A Dra. Jeanne D’arc Correa, cirurgiã traumatologista do Centro de Trauma do Hospital 9 de Julho, costuma dizer que todo o acidente é evitável, mas acaba acontecendo por uma série de fatores, como a falta de atenção, ou porque o risco não foi calculado corretamente etc.
Quando se fala em crianças, a situação é um pouco mais complicada, pois os pequenos ainda não têm plena capacidade de julgamento. Segundo a Organização não Governamental Criança Segura, as quedas são a principal causa de internação por acidentes em crianças até os 14 anos.
A proteção começa em casa. Algumas medidas como limitar o acesso a escadas, manter portas que dão acesso à rua trancadas e sem a chave para evitar a abertura pela criança, além de janelas e varandas protegidas por grades estão entre as medidas de segurança mais importantes. “O ideal é que a casa não tenha tapetes para evitar que a criança tropece. Os eletrodomésticos como TV e forno de micro-ondas também merecem atenção redobrada. Deixe-os fora do alcance dos pequenos e, sempre que possível, esconda os cabos para evitar que eles os puxem”, lembra a médica.
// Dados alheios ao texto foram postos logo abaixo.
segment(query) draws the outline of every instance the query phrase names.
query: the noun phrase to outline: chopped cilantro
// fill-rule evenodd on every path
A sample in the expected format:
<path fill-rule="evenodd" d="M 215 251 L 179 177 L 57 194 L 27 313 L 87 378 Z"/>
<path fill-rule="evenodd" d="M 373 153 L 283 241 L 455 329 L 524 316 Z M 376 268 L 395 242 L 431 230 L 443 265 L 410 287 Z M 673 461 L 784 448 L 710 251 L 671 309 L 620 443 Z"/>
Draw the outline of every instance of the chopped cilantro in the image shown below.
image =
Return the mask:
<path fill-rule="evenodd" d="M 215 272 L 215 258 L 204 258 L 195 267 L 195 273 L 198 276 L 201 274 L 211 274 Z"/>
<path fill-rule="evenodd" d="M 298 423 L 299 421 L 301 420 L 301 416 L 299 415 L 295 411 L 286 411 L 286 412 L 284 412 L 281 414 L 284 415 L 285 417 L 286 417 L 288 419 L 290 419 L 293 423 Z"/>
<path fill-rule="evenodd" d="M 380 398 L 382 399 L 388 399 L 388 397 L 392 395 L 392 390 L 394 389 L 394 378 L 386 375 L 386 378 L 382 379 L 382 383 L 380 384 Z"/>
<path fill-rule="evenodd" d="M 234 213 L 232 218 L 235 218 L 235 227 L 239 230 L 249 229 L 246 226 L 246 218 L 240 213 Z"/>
Todas as lesões requerem atendimento rápido para evitar o risco de infecção e a possibilidade de sequelas, mas quedas em que a criança bate a cabeça ou se queixa de dor abdominal com inchaço local exigem atenção especial e ajuda especializada imediata. “Mas mesmo que, passado o susto, a criança pare de chorar e aparente estar bem, é necessário levá-la a um pronto-socorro para uma avaliação mais completa e descarte de problemas como pequenas fissuras nos ossos, que podem atrapalhar o seu desenvolvimento, ou situações mais graves como coágulos no cérebro”, finaliza a Dra. Jeanne.